Reichtum im US-Wahlkampf Macht und Millionen

"Klassenkampf", "zutiefst unamerikanisch", schimpft Mitt Romney darüber, dass sein Vermögen Thema im US-Wahlkampf ist. Der Republikaner hat recht. Er ist nicht der erste steinreiche Politiker, der ins Weiße Haus will. Bestes Beispiel: George Washington. Der verfügte über weit mehr Millionen als Romney.

Von Christian Wernicke, Washington

Der Kandidat gibt sich selbstbewusst. "Ich schäme mich nicht für meinen Erfolg", sagt Mitt Romney, der bisherige Favorit im Rennen um die republikanische Präsidentschaftskandidatur, der sein Vermögen gemäß gesetzlich vorgeschriebener Transparenzregeln schon vor fünf Jahren auf 190 bis 250 Millionen Dollar taxierte.

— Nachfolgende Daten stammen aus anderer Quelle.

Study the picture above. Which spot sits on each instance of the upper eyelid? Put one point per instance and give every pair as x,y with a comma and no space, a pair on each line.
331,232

Bild des ersten US-Präsidenten George Washington auf der Ein-Dollar-Note: Washington zählt bis heute zu den hundert reichsten Menschen, die je in den Vereinigten Staaten gelebt haben.

(Foto: AFP)

Seither dürfte der frühere Investmentmanager kaum ärmer geworden sein; laut seiner nun veröffentlichten Steuererklärung fließen jedes Jahr weitere 21 Millionen Dollar zusätzlich in die Familienkasse. Und weil er laut Gesetz nur 15 Prozent Tribut zollen muss, bleiben ihm rund 18 Millionen netto. Romney empört, wie linke Demokraten sowie sein parteiinterner Widersacher Newt Gingrich nun seinen Reichtum im Wahlkampf thematisieren. Das sei Klassenkampf und Politik des Sozialneids, schimpft er. Will sagen: unamerikanisch.

Romney hat recht, zumindest in historischer Dimension. Schon der erste US-Präsident, George Washington, war Multimillionär. Umgerechnet auf Dollarwerte des Jahres 2010 schätzt die Website 24/7 Wall Street das Vermögen des Gründervaters und US-Oberkommandeurs im Unabhängigkeitskrieg auf 525 Millionen Dollar. Der General, Großgrundbesitzer und Sklavenhalter hatte reich geheiratet, der stolze Familiensitz auf Mount Vernon zeugt vom Wohlstand des ersten Staatsoberhaupts.

Washington zählt bis heute zu den hundert reichsten Menschen, die je in den Vereinigten Staaten gelebt haben. Sein Vermögen entsprach einem 777. Teil des damaligen Bruttonationaleinkommens. Damit liegt Washington in der ewigen Rangliste superreicher US-Magnaten auf Platz 59, freilich weit abgeschlagen hinter der Trias von John D. Rockefeller, Cornelius Vanderbilt und John Jacob Astor.

Washington wusste um sein Privileg. Deshalb hatte er das ihm vom Kongress zugebilligte Präsidentengehalt zunächst abgelehnt; er brauche das Salär von jährlich 25.000 Dollar nicht (die damals enorm hohe Summe entsprach zwei Prozent des Staatsbudgets). Schließlich nahm er das Geld doch an, um nicht ein falsches Exempel zu setzen: Washington fürchtete, ohne ein hohes Gehalt - aktuell bekommt Barack Obama 400.000 US-Dollar - würden sich nur Reiche um seine Nachfolge bewerben.

Tatsächlich blieben Geld und Staatsmacht meist enge Verwandte. Amerikas Gründerjahre sahen nur vermögende Präsidenten. Washingtons direkter Nachfolger John Adams war, wiederum umgerechnet auf das Jahr 2010 - mit 19 Millionen Dollar ein vergleichsweise armer Mann.